Against the skyline the mountains thrust up, snow still on their
heads. One stood out. A man could imagine a great ear, its side
turned up to listen.

Two sleeps to Fort Benton. Two sleeps and the better
part of three days unless a man had a burr in his pants. More than
once he had bought whiskey there and tobacco and horseshoes when they
had them. And because he was randy he had laid up with squaws and
felt shitty afterward, not just because he might catch a dose. What
he needed was a woman like Teal Eye.

three winters, one hard, they had passed on the
Teton, with nothing to do but chop wood, kill meat and try to keep
warm. For a man who wanted to be footloose, Summers sure had hobbled
himself. Father to a boy more than two years old, guardian or
something to a blind one, near-husband of Teal Eye. Once in a while
still Higgins could see the far look in Summers' eyes, the look of
things undone maybe, the look of other times, other places, ahead or
behind. Who could tell?

When her time came on her, Teal Eye had ordered the
men away, pointing low to the westem sky for the hour of return.
Summers had fumed but obeyed.

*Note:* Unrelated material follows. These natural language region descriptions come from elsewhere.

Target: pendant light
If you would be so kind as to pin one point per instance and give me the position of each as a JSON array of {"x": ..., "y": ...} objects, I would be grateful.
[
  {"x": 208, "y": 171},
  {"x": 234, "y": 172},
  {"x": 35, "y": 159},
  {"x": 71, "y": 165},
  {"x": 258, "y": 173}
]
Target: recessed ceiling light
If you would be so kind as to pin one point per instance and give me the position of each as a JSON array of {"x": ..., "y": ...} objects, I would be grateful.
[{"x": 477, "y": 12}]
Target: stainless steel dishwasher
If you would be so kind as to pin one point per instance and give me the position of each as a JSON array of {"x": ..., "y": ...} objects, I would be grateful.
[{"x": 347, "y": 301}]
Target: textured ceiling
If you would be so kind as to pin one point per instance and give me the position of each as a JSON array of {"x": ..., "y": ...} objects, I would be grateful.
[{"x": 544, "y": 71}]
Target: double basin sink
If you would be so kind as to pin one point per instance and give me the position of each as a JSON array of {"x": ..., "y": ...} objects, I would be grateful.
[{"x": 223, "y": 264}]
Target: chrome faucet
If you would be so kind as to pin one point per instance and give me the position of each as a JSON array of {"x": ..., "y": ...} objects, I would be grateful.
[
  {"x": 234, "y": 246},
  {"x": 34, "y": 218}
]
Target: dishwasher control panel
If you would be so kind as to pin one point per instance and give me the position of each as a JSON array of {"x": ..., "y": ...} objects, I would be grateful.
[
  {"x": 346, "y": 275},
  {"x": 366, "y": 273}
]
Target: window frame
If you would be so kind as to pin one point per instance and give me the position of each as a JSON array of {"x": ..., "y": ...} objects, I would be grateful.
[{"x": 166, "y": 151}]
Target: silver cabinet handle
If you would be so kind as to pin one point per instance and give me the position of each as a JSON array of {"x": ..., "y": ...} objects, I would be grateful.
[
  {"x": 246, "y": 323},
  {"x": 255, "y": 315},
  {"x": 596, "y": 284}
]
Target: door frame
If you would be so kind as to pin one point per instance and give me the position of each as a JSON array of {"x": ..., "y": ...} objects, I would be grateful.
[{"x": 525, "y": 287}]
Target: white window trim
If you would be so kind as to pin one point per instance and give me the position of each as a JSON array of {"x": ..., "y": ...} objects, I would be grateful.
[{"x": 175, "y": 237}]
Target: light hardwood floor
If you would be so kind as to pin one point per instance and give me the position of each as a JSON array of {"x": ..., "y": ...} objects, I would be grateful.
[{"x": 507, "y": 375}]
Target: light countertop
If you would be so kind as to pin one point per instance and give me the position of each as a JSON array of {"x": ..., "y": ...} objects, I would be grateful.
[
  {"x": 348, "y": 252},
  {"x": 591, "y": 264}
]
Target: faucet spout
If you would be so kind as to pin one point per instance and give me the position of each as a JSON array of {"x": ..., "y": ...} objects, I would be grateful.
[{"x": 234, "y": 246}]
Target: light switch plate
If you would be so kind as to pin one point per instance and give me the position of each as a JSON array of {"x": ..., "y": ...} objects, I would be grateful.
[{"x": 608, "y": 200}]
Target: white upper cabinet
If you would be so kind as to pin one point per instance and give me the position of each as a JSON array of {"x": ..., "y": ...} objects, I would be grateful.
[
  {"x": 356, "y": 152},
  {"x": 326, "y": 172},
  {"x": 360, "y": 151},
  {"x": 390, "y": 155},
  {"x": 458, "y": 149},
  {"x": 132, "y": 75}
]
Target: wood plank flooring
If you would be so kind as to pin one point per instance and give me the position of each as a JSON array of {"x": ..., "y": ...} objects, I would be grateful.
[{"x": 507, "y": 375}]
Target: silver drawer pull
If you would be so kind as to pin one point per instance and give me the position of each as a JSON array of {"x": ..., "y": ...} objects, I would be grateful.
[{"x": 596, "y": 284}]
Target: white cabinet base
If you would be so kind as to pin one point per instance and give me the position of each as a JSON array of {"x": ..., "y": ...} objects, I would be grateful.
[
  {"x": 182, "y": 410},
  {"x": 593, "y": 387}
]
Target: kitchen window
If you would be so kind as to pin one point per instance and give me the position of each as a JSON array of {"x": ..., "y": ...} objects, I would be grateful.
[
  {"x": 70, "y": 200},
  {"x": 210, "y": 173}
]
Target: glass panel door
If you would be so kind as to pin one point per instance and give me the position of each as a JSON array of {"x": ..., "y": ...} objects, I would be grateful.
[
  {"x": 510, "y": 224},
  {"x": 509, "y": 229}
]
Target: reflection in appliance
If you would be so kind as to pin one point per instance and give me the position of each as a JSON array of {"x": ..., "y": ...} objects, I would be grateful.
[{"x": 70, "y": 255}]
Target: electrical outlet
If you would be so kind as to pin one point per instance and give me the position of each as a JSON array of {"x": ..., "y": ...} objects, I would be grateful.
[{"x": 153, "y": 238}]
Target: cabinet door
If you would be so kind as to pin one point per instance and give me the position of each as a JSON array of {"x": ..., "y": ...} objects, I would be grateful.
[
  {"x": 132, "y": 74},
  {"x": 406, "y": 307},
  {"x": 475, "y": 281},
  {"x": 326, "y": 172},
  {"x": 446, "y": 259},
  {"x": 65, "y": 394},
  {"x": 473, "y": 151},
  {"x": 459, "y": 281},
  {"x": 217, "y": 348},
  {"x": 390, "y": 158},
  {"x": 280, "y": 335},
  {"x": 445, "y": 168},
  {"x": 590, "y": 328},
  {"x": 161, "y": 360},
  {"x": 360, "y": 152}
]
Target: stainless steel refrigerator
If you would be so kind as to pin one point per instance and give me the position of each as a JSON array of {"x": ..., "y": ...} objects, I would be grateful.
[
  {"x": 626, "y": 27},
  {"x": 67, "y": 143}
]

When they got back, there was Teal Eye
on her feet and a boy baby cozy under a blanket. Summers had watched
it and watched it and one day came out of the tepee with a smile on
his face and a choke in his voice.

"
Hig, he can see! My boy can see!"

So now here he was, one mateless Higgins, bound for
the fort with a hell's list of things to buy and to do if he could.
Trade in skins that Summers had gathered, buy supplies, buy horses if
he could, and, of all the damn things, get a stand on a preacher if
he could find one. Summers wanted to get married but not by a priest.

"
I got nothin' against Catholics," he had
said, "but it's not my religion."

Higgins had to grin. "Not mine either," he
answered and went on, knowing he spoke for both of them. "No
tellin' what is."

"
I'll take what I know against what I don't."

He rode on through the
spring day. It was all fresh — fresh sky, fresh earth, fresh
growth. The sun was kind and the west wind pushed him along. A
long-billed bird circled around him, crying alarm. An early nester,
he guessed. A couple of prairie chickens flushed up from some bushes.
Their chuckles might be those of a girl. To his left was a small
bunch of buffalo. One had calved. The skyline waved ahead of him,
unfixed and far off. He camped and ate jerky that Teal Eye had fixed
and had a pipe afterward and went to sleep counting the stars.

* * *

It was late afternoon when he wound down a long slope
and came in close sight of the fort. It rose there, gray, without
windows, and might have housed dead people. Two blockhouses with
loopholes rose above the walls and jutted out from them. The whole
building, he knew from before, had been made of mud shaped into big
bricks and then dried. It couldn't be burned down, that was for sure.
Close by, beyond some trees, the river ran. On the far side,
upstream, a bare bluff stood. A little dancing wind played with dust
there. A few tepees were scattered around the fort, the homes, he
reckoned, of fort loafers or sometime workers.